Googling the error only shows one conversation from last year: https://www.postgresql.org/message-id/flat/17947-b9554521ad963c9c%40postgresql.org

However, in that thread it is caused by logical replication slots, which this cluster does not have.

 

Does anyone have an idea what may be causing this?

 

Separately, it seems like Postgres did not restart by itself when this error occurred (normally if a backend crashes Postgres would kill all connections and initiate a restart), but in this case because it’s the recovery process that stops, the whole database just shuts down and needs to be manually restarted. Is that intended?

 

After manually starting the database again, recovery would continue as normal. The database would be in normal operation again.

 

-Floris

 

Re: error "can only drop stats once" brings down database

От
Tom Lane
Дата:
Floris Van Nee <florisvannee@Optiver.com> writes:
> Hi,
> On a database we have we've recently seen a fatal error occur twice. The error happened on two different physical
replicas(of the same cluster) during a WAL redo action in the recovery process. They're running Postgres 15.5. 

> Occurrence 1:
> 2024-02-01 06:55:54.476 CET,,,70290,,65a29b60.11292,6,,2024-01-13 15:17:04 CET,1/0,0,FATAL,XX000,"can only drop stats
once",,,,,"WALredo at A7BD1/D6F9B6C0 for Transaction/COMMIT: 2024-02-01 06:55:54.395851+01; ... 
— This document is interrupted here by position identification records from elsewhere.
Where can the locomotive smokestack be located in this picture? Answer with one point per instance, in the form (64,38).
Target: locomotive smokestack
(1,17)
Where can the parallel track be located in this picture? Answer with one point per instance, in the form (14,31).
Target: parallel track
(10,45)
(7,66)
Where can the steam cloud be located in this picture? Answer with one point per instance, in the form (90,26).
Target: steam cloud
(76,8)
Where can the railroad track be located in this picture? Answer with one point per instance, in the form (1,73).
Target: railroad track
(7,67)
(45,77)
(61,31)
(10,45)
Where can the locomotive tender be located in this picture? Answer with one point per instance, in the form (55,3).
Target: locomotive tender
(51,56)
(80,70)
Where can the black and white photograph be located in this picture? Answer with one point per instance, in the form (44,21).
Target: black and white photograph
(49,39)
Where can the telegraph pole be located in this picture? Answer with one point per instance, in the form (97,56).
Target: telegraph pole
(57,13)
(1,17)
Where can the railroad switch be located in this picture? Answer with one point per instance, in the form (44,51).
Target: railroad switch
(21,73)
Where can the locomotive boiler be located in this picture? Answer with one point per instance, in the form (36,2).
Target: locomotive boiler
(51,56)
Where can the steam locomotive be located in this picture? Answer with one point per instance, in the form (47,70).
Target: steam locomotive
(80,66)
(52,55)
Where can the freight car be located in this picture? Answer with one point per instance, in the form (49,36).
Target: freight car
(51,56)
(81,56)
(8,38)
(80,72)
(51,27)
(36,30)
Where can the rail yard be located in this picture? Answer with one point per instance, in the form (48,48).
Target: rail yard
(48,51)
Hmm.  This must be coming from pgstat_drop_entry_internal.
I suspect the correct fix is in pgstat_drop_entry, along
the lines of

-    if (shent)
+    if (shent && !shent->dropped)

but it's not clear to me how the already-dropped case ought to affect
the function's bool result.  Also, how are we getting into a
concurrent-drop situation in recovery?

            regards, tom lane



RE: error "can only drop stats once" brings down database

От
Floris Van Nee
Дата:
> Floris Van Nee <florisvannee@Optiver.com> writes:
> > Hi,
> > On a database we have we've recently seen a fatal error occur twice. The
> error happened on two different physical replicas (of the same cluster)
> during a WAL redo action in the recovery process. They're running Postgres
> 15.5.
>
> > Occurrence 1:
> > 2024-02-01 06:55:54.476 CET,,,70290,,65a29b60.11292,6,,2024-01-13 15:17:04
> CET,1/0,0,FATAL,XX000,"can only drop stats once",,,,,"WAL redo at
> A7BD1/D6F9B6C0 for Transaction/COMMIT: 2024-02-01 06:55:54.395851+01;
> ...
>
> Hmm.  This must be coming from pgstat_drop_entry_internal.
> I suspect the correct fix is in pgstat_drop_entry, along the lines of
>
> -    if (shent)
> +    if (shent && !shent->dropped)
>
> but it's not clear to me how the already-dropped case ought to affect the
> function's bool result.  Also, how are we getting into a concurrent-drop
> situation in recovery?

Anyone has further thoughts on this? This still happens occasionally.

-Floris




Re: error "can only drop stats once" brings down database

От
Tom Lane
Дата:
Floris Van Nee <florisvannee@Optiver.com> writes:
>> Hmm.  This must be coming from pgstat_drop_entry_internal.
>> I suspect the correct fix is in pgstat_drop_entry, along the lines of
>> 
>> -    if (shent)
>> +    if (shent && !shent->dropped)
>> 
>> but it's not clear to me how the already-dropped case ought to affect the
>> function's bool result.  Also, how are we getting into a concurrent-drop
>> situation in recovery?

> Anyone has further thoughts on this? This still happens occasionally.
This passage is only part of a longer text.